On the longer-term horizon, he says his team’s 10-year approach includes slightly more volatility in emerging markets versus developed markets from a performance standpoint, but also potentially higher returns. So while he wouldn’t recommend 50% of a portfolio to be held in EM stocks, he says they are a good diversifier that can potentially boost performance.

“I think as an investor you want to be a little measured and dynamic when weighted toward emerging markets,” he said. “If there’s a period like now where there’s probably some headwinds, you want to be a little less exposed to EM, and as things look better, you want to expose that to emerging markets.”

While high passive risk makes a lot of sense for developed countries where markets are efficient, Greenberg says that disparities between regions and countries within emerging markets can affect the ability to make calls at the country, region or even stock level. makes it more important.
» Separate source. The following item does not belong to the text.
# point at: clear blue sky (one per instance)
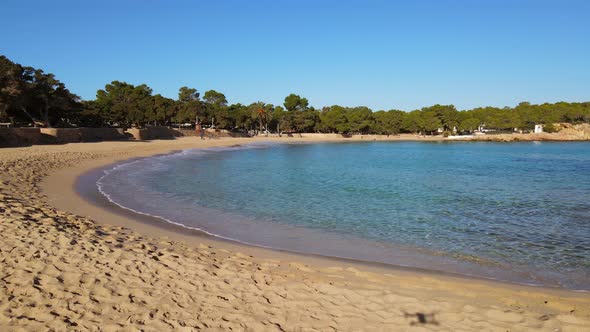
(382, 54)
He further said that independent research and having a ground boot that can run on the factory floor and meet management face-to-face is key to uncovering investment opportunities in emerging markets.

Given the current volatility in the markets, he says the risk of underweight in emerging markets as a whole may make sense in the short term, although he says the allocation should not be zero in the medium to long term. Structural risk diversification and return growth for emerging markets makes sense from the perspective. Some of these countries have a growing consumer class, better demographics than some developed markets, and a material improvement in the quality and independence of their institutions.